The petition continues: "This is an absolute outrage and violation of women's rights. This website and the behaviour it promotes encourages a dangerous and predatory mindset, abuse and stalking."

But campaigners working to highlight issues around image-based sexual abuse, such as revenge porn, say the petition - which gathered 21,000 signatures in three days - has had unintended consequences.

Kate Isaacs, who founded ‘Not Your Porn’ after her friend was the victim of revenge porn, told The Independent: “All that petition has done is creating an advert to further promote that website and it’s dangerous.

“People feel powerless and petition sites like Change offer power to people, so they’re always well intended, but they cannot offer real solutions.”

Isaacs says that the petition has had the “total opposite effect” to what the creator wanted.

The campaigner says traffic to the website has been driven up “mass amounts” by the petition. The petition originally featured a direct link to the site, but that has now been removed.

Google Trends analysis by The Times estimated that visits to the site from the UK had increased to a value of 100 (it provides a relative value not real-time figures). But this is the maximum potential increase, indicating a huge interest as a result of the petition.
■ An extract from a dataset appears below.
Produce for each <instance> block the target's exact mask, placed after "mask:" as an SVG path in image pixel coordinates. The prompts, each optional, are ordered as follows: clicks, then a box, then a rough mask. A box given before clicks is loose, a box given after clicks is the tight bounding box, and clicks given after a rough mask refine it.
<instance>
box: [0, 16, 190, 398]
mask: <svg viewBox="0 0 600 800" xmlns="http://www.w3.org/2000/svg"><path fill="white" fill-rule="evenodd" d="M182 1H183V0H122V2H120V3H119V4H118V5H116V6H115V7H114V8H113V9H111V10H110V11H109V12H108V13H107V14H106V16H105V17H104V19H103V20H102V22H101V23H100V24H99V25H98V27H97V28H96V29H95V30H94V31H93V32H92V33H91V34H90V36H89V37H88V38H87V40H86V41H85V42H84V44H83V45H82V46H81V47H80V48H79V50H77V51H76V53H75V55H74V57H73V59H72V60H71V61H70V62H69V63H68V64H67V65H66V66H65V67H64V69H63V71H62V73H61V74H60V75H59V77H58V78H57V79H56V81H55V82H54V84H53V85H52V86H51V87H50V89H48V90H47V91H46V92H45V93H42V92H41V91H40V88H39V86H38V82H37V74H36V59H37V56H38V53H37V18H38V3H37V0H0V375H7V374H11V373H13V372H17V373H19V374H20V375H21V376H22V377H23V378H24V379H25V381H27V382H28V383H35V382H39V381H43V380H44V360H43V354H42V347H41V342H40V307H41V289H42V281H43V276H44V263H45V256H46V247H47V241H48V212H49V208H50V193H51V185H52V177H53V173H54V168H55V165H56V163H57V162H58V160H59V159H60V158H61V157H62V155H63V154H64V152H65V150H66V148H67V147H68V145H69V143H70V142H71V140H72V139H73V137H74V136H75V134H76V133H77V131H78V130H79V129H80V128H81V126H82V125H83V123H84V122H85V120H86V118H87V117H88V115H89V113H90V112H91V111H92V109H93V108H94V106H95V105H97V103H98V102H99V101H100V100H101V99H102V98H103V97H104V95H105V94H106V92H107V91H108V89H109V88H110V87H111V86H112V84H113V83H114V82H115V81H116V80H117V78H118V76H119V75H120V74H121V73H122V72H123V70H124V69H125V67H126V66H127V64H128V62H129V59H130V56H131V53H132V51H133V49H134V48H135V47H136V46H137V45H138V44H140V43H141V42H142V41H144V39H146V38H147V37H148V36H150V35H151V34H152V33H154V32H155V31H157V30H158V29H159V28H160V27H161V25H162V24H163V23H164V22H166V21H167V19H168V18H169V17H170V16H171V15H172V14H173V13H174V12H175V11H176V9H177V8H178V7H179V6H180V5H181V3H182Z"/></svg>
Commenters on the petition gave reasons for signing, one said: "I'm signing because revenge porn is deplorable..."

Another said: "This is creepy. A violation of human rights. Violation of privacy."

This isn’t the first time the website has come under fire: in 2018 the Australian government issued a warning against people using the website.

Isaacs said petition websites need to be more vigilant about what they permit on their platform and have moderators looking at petitions of this nature.

A spokesman for Change.org said: “We have a robust set of community guidelines and there is a button on every petition page which allows users to flag any concerns to our dedicated policy team.

"We were made aware of a complaint relating to this petition. Our policy team acted quickly to investigate and disable any links to the website from the petition."